While the exact mechanism behind the nonreciprocal collateral sensitivity of DOX and ERY is still unknown, the authors hypothesized that it is related to the different efflux efficiencies of the two drugs by the multidrug pump. When they deleted the gene for this pump, there was an approximately 95% decrease in the amount of ERY needed to halve the cell density, suggesting that ERY is very efficiently pumped out of the cells. For DOX, there was just a 77% decrease, indicating a slower efflux rate. Extended treatment with the highly efficiently pumped ERY likely exerts a stronger selection pressure on pump gene duplication—leading to a faster rise to prominence of the drug resistance allele in the population and making the cells cross-resistant to treatment with DOX. Conversely, extended treatment with the less efficiently pumped DOX potentially leads to a slower rate of resistance establishment, resulting in increased sensitivity to ERY.

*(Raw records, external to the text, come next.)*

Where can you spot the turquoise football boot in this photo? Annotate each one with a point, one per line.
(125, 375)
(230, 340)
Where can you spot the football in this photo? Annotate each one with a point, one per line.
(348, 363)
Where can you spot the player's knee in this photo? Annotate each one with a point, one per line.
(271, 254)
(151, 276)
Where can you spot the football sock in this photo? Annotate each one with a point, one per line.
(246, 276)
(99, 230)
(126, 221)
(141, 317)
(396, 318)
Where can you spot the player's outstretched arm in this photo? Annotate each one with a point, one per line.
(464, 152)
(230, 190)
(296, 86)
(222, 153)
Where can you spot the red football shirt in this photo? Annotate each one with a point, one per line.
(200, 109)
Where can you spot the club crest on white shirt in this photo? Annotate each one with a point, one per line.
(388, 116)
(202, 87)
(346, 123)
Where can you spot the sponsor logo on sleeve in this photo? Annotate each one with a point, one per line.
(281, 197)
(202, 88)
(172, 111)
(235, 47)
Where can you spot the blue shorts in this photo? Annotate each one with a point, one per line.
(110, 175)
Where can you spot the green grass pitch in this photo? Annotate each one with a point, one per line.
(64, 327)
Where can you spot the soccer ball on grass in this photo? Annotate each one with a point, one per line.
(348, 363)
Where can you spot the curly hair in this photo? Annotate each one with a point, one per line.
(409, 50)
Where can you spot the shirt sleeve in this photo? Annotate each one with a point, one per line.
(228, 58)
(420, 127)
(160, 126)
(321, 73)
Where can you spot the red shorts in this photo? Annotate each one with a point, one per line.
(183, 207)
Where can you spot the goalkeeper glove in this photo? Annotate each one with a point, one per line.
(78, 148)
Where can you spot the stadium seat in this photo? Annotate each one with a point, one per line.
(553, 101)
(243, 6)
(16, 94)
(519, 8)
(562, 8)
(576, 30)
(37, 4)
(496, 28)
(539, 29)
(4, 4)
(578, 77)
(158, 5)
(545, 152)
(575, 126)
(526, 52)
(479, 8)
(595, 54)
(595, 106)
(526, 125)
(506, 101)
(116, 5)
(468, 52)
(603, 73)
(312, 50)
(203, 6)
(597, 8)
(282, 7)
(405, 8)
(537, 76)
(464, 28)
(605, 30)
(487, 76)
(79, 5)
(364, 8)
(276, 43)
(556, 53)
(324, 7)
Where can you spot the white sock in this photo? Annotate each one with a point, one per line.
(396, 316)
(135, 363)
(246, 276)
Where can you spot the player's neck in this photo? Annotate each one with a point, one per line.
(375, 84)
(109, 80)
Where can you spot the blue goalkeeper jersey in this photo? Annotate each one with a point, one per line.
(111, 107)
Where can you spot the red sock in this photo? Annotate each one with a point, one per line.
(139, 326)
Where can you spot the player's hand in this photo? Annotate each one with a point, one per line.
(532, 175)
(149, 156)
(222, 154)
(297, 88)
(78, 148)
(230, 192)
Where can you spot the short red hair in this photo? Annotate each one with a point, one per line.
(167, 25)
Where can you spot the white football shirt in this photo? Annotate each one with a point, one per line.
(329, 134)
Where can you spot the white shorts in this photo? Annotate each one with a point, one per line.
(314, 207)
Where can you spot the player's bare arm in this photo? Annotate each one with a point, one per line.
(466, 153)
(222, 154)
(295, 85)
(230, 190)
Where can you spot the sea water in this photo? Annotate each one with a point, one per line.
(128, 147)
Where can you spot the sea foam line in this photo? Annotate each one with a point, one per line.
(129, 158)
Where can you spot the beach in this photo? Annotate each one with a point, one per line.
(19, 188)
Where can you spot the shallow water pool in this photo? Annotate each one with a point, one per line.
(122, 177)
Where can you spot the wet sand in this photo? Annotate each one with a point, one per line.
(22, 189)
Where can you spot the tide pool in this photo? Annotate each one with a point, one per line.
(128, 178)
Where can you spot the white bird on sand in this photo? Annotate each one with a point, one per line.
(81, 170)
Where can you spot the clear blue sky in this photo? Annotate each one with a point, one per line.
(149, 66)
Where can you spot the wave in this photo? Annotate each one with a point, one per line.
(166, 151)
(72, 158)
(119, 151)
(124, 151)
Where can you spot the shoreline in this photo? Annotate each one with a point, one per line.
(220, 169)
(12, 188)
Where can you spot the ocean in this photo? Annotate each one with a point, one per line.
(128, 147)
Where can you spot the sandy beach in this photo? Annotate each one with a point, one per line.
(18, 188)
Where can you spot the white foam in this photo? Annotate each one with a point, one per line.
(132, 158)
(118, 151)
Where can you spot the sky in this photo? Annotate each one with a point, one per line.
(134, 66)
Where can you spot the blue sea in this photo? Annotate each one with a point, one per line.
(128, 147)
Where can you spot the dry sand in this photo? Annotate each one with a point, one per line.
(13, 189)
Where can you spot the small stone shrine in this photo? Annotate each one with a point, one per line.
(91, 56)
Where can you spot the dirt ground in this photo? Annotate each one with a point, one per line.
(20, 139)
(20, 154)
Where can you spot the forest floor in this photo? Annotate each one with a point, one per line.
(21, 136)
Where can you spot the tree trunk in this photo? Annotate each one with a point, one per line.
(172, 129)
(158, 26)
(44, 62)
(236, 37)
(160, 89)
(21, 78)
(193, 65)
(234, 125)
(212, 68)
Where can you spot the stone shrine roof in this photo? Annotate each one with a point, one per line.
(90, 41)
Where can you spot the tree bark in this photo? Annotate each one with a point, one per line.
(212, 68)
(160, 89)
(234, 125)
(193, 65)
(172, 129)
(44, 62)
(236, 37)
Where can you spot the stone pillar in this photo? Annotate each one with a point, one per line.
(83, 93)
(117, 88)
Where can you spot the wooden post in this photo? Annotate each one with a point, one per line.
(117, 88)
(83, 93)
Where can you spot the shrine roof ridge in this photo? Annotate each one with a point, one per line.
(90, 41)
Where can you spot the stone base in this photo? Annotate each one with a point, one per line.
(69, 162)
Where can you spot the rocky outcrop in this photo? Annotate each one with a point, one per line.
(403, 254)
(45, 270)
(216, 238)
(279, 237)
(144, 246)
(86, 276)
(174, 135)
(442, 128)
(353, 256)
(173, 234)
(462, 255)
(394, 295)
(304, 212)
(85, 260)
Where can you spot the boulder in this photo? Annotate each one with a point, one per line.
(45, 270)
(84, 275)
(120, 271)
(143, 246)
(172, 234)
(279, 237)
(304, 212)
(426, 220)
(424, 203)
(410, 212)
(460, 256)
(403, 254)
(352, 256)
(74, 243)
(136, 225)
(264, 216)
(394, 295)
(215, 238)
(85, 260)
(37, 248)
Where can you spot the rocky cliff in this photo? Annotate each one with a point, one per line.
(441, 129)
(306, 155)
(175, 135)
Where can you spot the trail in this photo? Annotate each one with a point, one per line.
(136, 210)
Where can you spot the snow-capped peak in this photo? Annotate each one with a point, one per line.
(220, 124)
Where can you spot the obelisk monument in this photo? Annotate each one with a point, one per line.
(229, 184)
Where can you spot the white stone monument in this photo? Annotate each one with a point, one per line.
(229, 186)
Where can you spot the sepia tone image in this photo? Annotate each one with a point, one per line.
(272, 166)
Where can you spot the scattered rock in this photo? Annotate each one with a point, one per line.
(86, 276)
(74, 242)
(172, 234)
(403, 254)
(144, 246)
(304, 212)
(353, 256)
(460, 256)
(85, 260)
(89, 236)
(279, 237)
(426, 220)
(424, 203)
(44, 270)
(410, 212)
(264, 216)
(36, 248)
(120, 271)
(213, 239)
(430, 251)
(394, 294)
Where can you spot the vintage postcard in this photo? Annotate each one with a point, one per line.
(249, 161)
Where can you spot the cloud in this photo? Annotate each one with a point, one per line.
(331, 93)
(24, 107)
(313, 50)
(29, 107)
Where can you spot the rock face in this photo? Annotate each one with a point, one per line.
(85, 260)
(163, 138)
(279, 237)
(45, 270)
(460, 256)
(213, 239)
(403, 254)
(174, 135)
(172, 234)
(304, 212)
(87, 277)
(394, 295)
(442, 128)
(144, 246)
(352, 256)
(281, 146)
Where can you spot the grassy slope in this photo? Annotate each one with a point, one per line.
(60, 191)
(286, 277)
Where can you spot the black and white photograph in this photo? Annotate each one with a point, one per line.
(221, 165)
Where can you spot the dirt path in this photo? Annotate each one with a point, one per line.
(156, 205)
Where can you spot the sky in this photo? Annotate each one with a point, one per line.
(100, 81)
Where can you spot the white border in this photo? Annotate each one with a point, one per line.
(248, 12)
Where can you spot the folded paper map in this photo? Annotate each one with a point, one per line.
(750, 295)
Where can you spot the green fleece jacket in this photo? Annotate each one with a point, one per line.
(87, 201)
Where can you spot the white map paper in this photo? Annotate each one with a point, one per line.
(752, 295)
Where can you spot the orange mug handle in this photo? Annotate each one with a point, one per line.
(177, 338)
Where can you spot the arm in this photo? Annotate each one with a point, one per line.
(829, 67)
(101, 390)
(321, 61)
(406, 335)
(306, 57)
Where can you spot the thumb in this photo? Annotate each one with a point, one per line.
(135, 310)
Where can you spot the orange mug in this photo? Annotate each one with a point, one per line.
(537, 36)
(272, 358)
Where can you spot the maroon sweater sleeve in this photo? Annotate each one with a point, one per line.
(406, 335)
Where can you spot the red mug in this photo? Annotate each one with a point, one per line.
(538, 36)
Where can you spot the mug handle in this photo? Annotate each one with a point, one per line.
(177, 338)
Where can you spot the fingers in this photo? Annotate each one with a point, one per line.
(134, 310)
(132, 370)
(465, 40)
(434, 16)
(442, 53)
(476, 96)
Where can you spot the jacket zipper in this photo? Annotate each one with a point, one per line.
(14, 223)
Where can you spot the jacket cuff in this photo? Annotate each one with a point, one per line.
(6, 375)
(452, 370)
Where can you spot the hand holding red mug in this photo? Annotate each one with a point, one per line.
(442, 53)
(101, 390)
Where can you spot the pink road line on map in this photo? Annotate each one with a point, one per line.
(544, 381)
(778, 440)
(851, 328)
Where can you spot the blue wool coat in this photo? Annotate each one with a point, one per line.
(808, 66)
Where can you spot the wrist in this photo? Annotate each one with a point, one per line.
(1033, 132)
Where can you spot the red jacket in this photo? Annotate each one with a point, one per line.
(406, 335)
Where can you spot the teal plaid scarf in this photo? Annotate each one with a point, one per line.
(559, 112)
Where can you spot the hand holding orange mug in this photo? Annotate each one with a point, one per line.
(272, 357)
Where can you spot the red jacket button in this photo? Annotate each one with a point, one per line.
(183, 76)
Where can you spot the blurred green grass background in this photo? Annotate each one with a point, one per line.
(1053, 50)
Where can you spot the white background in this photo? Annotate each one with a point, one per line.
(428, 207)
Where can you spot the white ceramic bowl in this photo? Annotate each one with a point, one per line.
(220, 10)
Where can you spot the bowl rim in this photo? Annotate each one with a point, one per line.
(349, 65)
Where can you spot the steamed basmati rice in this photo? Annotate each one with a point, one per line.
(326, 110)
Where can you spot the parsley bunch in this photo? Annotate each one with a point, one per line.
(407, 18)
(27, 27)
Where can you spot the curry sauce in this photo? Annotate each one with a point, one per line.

While bacteria are masters at adapting to antibiotic challenge, this research suggests that there is a way to use this adaptation against them. The fluctuating environments created by well-designed sequential treatments can sensitize bacteria and render them susceptible to concentrations of antibiotics that would normally induce drug resistance and continued existence. Unfortunately, not all sequential treatments are equally efficacious. Extensive further work will be needed before sequential treatments make it in to the clinic, but this study demonstrates that they can be effective even when using drug doses below their maximal potency.